What changes here is that I am no longer only talking about the safe version, the reflective version, the “look at this fascinating game mechanic and how it relates to relationship theory” version. I am also talking about the part that made the safe version necessary. The earlier papers showed that I could learn from sexuality and nontraditional relationships when the conditions were right, when I had distance and control and the ability to retreat. This paper asks why those conditions mattered so much in the first place, and why, even after all that learning, there are still certain concepts that make my body react viscerally and unavoidably.
In that sense, this paper is not rejecting the earlier ones. It is not saying, “Actually, none of that healing counted,” or “Actually, relationship anarchy was only ever a way to intellectualize something painful.” It is saying that both can be true. I can have genuinely learned from Never Have I Ever: Kinks. I can have genuinely clarified something important in Anti-Group Tendencies. I can believe, in a thoughtful and ethics-centered way, that people should be free to build relationships outside normative scripts when everyone involved is consenting, informed, and respected. And I can still have a visceral trauma response to certain multi-person sexual implications because intellectual acceptance and mental health are not the same thing.

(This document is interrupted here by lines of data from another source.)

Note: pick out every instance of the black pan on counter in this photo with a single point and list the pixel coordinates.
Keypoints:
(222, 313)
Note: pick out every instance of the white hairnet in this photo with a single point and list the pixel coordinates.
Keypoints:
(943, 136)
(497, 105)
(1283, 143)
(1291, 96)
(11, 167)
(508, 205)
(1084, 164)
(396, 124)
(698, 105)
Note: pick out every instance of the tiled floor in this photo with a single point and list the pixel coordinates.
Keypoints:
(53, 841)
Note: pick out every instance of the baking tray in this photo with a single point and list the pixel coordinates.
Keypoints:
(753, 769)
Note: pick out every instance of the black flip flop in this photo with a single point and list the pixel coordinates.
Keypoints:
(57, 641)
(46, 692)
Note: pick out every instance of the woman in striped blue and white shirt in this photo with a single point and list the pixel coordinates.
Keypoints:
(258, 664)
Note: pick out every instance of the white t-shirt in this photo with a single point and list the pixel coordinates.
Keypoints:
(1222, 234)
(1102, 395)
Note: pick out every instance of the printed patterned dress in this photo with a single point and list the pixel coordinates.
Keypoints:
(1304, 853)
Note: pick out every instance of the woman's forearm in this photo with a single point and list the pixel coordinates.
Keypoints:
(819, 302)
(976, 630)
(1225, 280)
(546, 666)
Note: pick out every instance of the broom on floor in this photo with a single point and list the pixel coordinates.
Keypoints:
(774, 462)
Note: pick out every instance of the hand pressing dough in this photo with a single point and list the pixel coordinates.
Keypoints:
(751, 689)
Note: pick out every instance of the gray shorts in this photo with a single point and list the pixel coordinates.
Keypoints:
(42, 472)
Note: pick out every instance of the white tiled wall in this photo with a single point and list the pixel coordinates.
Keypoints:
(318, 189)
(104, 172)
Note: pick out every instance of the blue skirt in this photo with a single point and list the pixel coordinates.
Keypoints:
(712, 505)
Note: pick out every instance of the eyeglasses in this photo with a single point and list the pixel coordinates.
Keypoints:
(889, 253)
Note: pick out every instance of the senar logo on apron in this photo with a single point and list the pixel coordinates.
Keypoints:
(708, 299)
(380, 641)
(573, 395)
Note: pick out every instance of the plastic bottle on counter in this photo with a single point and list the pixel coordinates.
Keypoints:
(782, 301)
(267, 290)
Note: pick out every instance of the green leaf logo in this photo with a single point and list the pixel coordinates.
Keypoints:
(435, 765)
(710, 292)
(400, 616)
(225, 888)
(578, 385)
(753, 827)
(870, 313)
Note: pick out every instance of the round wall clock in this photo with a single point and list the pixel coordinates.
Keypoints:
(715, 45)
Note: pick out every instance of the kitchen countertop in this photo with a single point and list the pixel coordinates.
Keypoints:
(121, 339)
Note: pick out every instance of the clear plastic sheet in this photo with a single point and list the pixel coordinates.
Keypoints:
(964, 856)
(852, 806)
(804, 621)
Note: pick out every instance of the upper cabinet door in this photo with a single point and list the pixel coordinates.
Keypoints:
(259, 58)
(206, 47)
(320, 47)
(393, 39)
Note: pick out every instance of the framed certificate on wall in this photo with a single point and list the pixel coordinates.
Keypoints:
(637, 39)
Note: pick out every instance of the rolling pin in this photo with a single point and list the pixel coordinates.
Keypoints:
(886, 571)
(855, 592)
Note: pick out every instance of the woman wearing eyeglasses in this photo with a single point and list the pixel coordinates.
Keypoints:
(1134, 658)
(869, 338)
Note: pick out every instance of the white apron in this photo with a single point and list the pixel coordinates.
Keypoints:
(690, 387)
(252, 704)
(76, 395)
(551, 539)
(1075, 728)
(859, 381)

The earlier papers are the proof that I am not approaching this subject from ignorance or simple moral disgust. I have thought about it. A lot. Possibly too much, because of course I have. I have written about it through games, through identity theory, through consent ethics, through anti-group psychology, through fictional families on starships, through metaphors about autonomy and belonging and the dichotomy of human need to both connect with others and remain ourselves. But this paper is where I turn back toward the part of me that still flinches, and instead of treating that flinch as a failure of the previous work, I want to treat it as part of the same story.
Healing did happen.
The alarm still exists.
Both are true, and the rest of this paper lives in that uncomfortable overlap.